L’aigle et le melon

Lorsque l’on parle de melon et de foot portugais, plusieurs noms viennent en tête, de Cristiano Ronaldo à José Mourinho, pourtant ici il n’est pas question d’égo démesuré. En effet même si le nom du « Special one » sera évoqué dans cet article, nous allons surtout vous raconter l’histoire de celui qui restera comme le premier capitaine de ce coach en tant qu’entraîneur principal. Une histoire qui va démontrer comment une rumeur est à la fois absurde et destructrice.

Après un début de saison 2000-2001 chaotique, Jupp Heynckes est débarqué et Mourinho quitte son poste d’adjoint à Barcelone pour prendre pour la première fois un club. Dès le premier match il choisit José Calado comme capitaine de ce Benfica mal en point. Le club des « Aigles » vient même de voir l’éternel rival Sporting devenir champion[1]. Le mandat du président João Vale e Azevedo[2] est un échec, le club devenant même le troisième larron dans la hiérarchie portugaise.

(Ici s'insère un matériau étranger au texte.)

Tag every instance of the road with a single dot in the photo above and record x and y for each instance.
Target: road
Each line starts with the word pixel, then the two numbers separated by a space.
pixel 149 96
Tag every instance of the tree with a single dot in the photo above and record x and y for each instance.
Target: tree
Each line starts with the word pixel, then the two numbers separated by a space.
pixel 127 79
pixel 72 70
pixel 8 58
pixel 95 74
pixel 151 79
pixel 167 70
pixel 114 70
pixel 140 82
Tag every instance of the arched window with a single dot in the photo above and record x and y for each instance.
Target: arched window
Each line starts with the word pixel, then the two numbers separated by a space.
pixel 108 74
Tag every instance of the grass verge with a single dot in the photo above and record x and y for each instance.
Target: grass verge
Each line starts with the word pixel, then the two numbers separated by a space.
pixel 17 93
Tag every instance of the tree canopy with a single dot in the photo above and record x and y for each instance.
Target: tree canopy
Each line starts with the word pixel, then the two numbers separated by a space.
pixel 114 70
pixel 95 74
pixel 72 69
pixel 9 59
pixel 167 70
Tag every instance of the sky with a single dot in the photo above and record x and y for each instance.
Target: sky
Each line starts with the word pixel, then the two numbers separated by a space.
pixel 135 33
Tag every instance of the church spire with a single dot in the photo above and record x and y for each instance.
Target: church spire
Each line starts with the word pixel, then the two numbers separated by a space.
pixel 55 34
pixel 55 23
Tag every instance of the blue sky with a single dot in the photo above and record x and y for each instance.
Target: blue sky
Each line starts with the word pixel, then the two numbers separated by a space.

Mourinho quitte vite le club[3] et Benfica finira à son pire classement historique, sixième derrière Leiria et voit le Boavista de Pacheco devenir un historique champion. C’est dans ce contexte tendu que va se dérouler une des plus improbables histoires du foot portugais, qui brisera la carrière de José Calado et enfoncera le Benfica encore plus dans la crise.

Calado lors de sa première sélection en 1998

Calado, qui se traduirait par le « calme, le silencieux » est un solide milieu de terrain portugais de la fin des années 90. Il est titulaire dans l’équipe qui joue les très relevés JO de 1996, compétition où le Portugal finit quatrième[4]. Il fait partie de la génération qui remet le Portugal sur le devant de la scène[5]. En 1995 il arrive donc au Benfica où il va rapidement devenir un joueur essentiel du milieu de terrain, glanant même quatre sélections avec le maillot rouge de la sélection. A 26 ans il devient capitaine de son club de cœur et espère ainsi retrouver la sélection après avoir raté le wagon de l’Euro 2000. Mais cela était sans compter sur une rumeur destructrice qui va lui tomber sur le nez dès le mois de septembre 2000.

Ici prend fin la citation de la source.